Taming of the Shrew Critical Lens
Thomas Handy’s statement, “A story must be exceptional enough to justify its telling, it must be more than the usual experience of every man and woman,” is very true, and The Taming of the Shrew by William Shakespeare is no exception. There are many reasons why this story is quite unusual and there are experiences to keep it interesting. There are also many literary elements which lend to keeping this story exciting enough to be worthwhile to read.
The main literary element is characterization. The diverse array of characters make this story much more than an everyday experience in an average person’s life. One of the most interesting and exciting characters is Petruchio, the suitor to Kate. In the beginning of the story, he comes to Padua as a merry man, who enjoys having fun, and has come to Padua to “wive and thrive.” After he meets Kate and marries her, his whole personality changes to an outlandish madman of a sort. This is his attempt to tame her which works quite well. His personality becomes very harsh, and he is very brutal towards his servants. But at times he is also a jokester. He also purposely embarasses his wife at times. Petruchio’s witty remarks, insane behavior, and interactions with others keep this much more than something that would happen in every man or woman’s life.
Another part of the characterization that lends to keeping this interesting is the constant switching of roles. The main focus of this role switching is an attempt to marry Kate’s sister, Bianca. A rich man, named Lucentio switches place with his servant Tranio so he can tutor Bianca and proclaim his love. Lucentio, now “Cambio” eventually admits the truth to Bianca and wins her heart. However, another suitor for Bianca, Hortensio, pretends he too is a tutor, “Litio”, and proclaims his love to her also. She doesn’t like Hortensio as much as Lucentio, however. Tranio also finds a pedant to pretend he is Lucentio’s father, Vincentio, so he can sign the papers to turn over his dowry to him. With that, the marriage could take place. Other characters also trade places which keep The Taming of the Shrew a very exciting and worthwhile story.

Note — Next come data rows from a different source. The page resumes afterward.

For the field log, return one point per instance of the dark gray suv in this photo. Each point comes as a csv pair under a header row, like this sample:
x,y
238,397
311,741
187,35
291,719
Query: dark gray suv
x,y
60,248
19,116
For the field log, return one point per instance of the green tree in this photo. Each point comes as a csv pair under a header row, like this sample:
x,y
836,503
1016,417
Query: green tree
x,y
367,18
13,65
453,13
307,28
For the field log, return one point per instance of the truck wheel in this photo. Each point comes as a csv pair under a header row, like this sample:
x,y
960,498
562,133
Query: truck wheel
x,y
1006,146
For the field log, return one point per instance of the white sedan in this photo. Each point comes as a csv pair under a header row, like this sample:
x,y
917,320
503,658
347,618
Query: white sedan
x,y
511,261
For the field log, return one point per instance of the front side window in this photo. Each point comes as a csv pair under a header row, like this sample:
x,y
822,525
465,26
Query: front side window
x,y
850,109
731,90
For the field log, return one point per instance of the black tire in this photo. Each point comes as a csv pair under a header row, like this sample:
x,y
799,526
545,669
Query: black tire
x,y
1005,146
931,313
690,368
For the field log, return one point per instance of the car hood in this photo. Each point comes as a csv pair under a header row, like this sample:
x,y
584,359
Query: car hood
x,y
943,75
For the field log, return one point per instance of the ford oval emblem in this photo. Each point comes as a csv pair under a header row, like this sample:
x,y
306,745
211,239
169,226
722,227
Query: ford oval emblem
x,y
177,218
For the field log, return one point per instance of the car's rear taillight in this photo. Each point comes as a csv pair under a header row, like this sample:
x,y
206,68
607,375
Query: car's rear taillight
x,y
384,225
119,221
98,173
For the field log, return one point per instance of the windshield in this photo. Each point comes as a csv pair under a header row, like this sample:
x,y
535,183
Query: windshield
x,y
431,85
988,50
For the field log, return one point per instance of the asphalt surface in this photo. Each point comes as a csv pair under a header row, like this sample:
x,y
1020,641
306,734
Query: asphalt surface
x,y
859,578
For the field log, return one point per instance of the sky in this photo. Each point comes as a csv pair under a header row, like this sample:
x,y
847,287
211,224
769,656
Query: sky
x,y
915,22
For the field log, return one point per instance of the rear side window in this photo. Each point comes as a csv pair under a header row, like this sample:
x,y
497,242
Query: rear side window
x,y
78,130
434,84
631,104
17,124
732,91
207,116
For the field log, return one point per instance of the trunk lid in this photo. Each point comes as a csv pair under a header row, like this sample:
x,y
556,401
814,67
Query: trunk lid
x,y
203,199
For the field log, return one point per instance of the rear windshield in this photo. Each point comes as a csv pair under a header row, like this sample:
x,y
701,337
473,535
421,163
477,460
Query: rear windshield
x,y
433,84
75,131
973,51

The Taming of the Shrew by Shakespeare definitely “justifies its telling.” The characterization lends most to this. It makes it much more than the average, everyday experience of a man or a woman, and makes it a worthwhile story to read. The statement, “A story must be exceptional enough to justify its telling, it must be more than the usual experience of every man and woman,” is very true in The Taming of the Shrew.